Fugro, a global leader in geotechnical and geospatial survey solutions, has unveiled impressive financial results for the third quarter of 2023. The company reported a striking 86% increase in earnings before interest and tax (EBIT), surpassing €97 million in contrast to the €52 million recorded during the same period in 2022.
The standout growth in the third quarter was underpinned by a robust 32.6% surge in revenue, primarily attributed to Fugro's successful capture of high client demand. This heightened demand was particularly pronounced in the energy sector, with a substantial emphasis on renewables and oil & gas, as outlined in the company's statement.
Fugro's expansive global operations also displayed improved margins across all regions, a result of increased revenue complemented by operational efficiencies. Notably, the marine site characterisation division showcased an “outstanding performance,” leading to an EBIT margin of 16%, a significant increase from the 10.9% reported in the third quarter of the previous year and the 11.8% in the second quarter of the current year.
Fugro's strong performance is further underscored by a robust 12-month backlog, which has expanded by 14.5%. All business lines are reporting a greater backlog, affirming the company's promising trajectory.

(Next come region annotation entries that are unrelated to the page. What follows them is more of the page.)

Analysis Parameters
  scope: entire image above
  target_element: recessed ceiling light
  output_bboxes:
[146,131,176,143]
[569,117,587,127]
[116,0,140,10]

Looking ahead, Fugro is poised for ongoing growth in the energy markets, with renewables expected to be a key driver of strong revenue expansion for the full year. The company remains confident that the EBIT margin and return on capital employed will align with the mid-term target range of 8%-12% and 10%-15%, respectively. Furthermore, they anticipate positive free cash flow.
In the coming fourth quarter, Fugro will execute the unwinding of the sale and leaseback arrangement for the Fugro Scout and Fugro Voyager vessels. Opting for early delivery of the vessels instead of extending the financing arrangement will result in a reduction of gross debt and financing costs.
Fugro's CEO, Mark Heine, reflected on the positive results, stating, “We again realized substantially higher revenue in renewables, to one third of group revenue year-to-date. Despite recent news flow around delays in several offshore wind projects, we anticipate continued growth going forward, supported by the recent launch of the ‘Wind Power Package' in the EU.”